Label ist nicht mehr Label

Dieser Meinung sind viele Musiker. Sie bauen ihr Team selbst auf, organisieren Touren, veröffentlichen auf dem eigenen Label – und nur wenige gehen noch mit den alten Platzhirschen eine Partnerschaft ein. Raf Camora, Seiler und Speer, Dame, Parov Stelar, Mavi Phoenix, Bilderbuch und auch MC Yankoo machen ihr Ding unter Voraussetzungen, die sie sich selbst geschaffen haben.

Am Willen zur Unabhängigkeit ist wohl MC Yankoos erster Vertrag schuld. Der war eine Katastrophe, meint er. Namen will er nicht nennen, als Lehrling bei einem sehr erfolgreichen, österreichischen Produzenten-Team wurde ihm damals die Studiozeit verrechnet. Es gab Auftritte, für die er kein Geld sah, ein Chef eines Clubs meinte hinterher, es sei schlecht gewesen, er solle sich schleichen, daneben standen zwei Securities. Auch mit Latin-House hat er es vor Jahren versucht, er wollte unbedingt entdeckt werden. Die Tour durch Italien war miserabel: “Du wachst am nächsten Tag auf, gestern war der Club voll, und du hast nicht einmal genug, um Essen zu kaufen.”

Sexismus ist immer noch Sexismus

MC Yankoo hat eine elfjährige Tochter. Ihr musste er früher oft erklären, warum er in seinen Videos mit anderen Frauen flirtet und feiert. Das Video von “Loca“ musste entschärft werden, es überlasst trotzdem nichts der Fantasie, eine Frau bietet sich der Meeresbrandung an, einmal perlt Wasser in der Sonne über ihren Busen, die Kamera starrt mindestens so oft auf ihr Becken wie in ihr Gesicht. Nicht alle seine Videos sind so offen sexistisch, die Rollen dennoch klar verteilt. Auf die Frage, ob er manche Clips heute nicht mehr drehen würde, antwortet MC Yankoo: “Ich sag dir offen, die Jungs finden das geil, fertig. Du hast Frauen im Video, damit die Jungs das anschauen.”

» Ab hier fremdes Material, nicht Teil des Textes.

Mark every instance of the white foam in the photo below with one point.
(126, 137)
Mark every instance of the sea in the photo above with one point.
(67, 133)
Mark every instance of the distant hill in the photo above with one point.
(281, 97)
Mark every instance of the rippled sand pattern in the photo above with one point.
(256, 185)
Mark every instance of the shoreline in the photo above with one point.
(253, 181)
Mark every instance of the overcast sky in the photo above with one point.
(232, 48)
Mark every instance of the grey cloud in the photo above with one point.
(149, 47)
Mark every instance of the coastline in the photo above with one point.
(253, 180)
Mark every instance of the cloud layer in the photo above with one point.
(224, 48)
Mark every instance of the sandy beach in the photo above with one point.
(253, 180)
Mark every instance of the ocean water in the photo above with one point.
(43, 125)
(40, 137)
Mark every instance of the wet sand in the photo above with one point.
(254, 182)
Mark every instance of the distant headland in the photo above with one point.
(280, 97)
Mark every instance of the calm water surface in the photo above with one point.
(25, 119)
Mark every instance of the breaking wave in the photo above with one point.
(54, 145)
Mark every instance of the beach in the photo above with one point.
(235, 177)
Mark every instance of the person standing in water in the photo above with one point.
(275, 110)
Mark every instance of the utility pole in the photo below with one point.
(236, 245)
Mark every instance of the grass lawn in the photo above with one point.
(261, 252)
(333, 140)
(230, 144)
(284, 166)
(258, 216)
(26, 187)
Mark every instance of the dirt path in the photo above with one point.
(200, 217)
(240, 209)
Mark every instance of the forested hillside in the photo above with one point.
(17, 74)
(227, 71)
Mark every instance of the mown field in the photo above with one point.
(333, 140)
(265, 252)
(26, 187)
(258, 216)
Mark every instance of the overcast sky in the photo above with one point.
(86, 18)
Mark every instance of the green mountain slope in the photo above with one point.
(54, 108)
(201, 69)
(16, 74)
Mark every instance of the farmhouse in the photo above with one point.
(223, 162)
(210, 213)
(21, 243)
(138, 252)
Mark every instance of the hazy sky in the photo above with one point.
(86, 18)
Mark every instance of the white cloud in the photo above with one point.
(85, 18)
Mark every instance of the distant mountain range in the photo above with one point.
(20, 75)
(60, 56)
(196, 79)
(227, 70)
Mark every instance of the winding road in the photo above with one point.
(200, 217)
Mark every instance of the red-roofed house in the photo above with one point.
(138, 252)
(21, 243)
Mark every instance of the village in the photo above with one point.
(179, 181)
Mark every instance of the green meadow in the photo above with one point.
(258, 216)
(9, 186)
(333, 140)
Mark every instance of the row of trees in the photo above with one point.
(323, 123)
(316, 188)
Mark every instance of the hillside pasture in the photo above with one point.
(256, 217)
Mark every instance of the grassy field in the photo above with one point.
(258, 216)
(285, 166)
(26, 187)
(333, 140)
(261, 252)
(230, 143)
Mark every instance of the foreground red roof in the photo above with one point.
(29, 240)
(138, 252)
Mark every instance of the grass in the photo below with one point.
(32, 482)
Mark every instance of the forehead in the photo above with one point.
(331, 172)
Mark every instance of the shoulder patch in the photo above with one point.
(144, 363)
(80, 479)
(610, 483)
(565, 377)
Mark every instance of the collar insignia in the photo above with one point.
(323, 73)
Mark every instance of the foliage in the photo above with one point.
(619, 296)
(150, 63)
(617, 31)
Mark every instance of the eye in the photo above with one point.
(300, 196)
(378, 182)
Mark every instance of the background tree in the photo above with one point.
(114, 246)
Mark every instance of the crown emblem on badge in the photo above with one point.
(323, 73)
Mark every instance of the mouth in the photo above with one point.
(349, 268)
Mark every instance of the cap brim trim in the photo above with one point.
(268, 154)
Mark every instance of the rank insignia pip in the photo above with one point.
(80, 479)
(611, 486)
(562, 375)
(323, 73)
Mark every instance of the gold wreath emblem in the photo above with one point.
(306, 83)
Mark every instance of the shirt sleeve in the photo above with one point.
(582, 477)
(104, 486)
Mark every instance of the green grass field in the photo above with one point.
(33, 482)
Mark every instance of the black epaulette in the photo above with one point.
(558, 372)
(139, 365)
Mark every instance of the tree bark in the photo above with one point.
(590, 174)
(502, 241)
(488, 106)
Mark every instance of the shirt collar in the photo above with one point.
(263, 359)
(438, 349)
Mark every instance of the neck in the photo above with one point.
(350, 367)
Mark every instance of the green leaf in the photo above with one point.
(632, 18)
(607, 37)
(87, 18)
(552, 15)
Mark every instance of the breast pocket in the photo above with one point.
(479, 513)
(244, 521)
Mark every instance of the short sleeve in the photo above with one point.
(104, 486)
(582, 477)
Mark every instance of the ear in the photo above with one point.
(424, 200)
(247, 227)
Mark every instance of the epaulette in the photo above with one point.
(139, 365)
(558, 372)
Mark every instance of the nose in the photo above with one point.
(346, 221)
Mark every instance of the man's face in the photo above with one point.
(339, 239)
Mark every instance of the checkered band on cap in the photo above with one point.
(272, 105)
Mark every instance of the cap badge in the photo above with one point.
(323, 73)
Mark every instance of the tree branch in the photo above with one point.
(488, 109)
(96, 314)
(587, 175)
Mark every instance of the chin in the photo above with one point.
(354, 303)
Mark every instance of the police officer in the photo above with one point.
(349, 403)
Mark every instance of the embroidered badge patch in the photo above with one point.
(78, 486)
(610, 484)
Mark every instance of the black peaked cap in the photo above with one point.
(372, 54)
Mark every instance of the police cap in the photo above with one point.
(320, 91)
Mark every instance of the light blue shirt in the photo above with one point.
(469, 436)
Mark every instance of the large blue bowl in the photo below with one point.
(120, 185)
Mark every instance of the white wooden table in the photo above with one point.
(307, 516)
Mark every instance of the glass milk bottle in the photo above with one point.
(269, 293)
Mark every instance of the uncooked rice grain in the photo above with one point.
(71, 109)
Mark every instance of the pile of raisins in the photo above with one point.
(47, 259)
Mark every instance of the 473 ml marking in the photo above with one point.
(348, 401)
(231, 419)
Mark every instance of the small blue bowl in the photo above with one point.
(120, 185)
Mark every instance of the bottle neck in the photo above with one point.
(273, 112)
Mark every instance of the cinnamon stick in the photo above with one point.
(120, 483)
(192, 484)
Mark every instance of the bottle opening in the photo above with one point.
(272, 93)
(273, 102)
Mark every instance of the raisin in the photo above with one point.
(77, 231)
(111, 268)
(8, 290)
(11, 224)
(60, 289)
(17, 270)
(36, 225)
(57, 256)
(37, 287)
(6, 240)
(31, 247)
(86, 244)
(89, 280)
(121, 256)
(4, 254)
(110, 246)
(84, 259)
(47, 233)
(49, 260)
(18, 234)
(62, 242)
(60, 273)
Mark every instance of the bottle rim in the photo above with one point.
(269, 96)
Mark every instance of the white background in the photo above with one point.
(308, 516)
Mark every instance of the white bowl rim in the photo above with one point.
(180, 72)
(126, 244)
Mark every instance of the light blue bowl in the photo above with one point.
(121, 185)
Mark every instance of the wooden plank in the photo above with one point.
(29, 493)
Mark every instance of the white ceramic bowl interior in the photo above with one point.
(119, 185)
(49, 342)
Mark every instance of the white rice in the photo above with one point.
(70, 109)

Wer einmal in Belgrad an der Save fortgegangen ist oder orthodoxes Neujahr in einer Disco gefeiert hat, weiß, dass dieses Frauenbild der Realität nicht völlig enthoben ist. Die Ausschnitte sind tiefer, die Haare glatter und die Fingernägel länger. Zwar wurde über Clubkultur in den letzten Jahren viel geschrieben, die Balkanszene ist dennoch ein weißer Fleck in den Köpfen vieler Menschen, auch von solchen, die sich gerne aufgeschlossen und tolerant geben. Hinter dem Gürtel, in den Randbezirken und den Discos in den Industriezonen österreichischer Städte werden VIP-Bereiche gebucht, Wodka in Flaschen bestellt, und manchmal hängt sogar das Konterfei von Nikola Tesla hinter der Bühne. An solchen Orten ist MC Yankoo groß geworden. Er ist drauf und dran, über sie hinaus zu wachsen.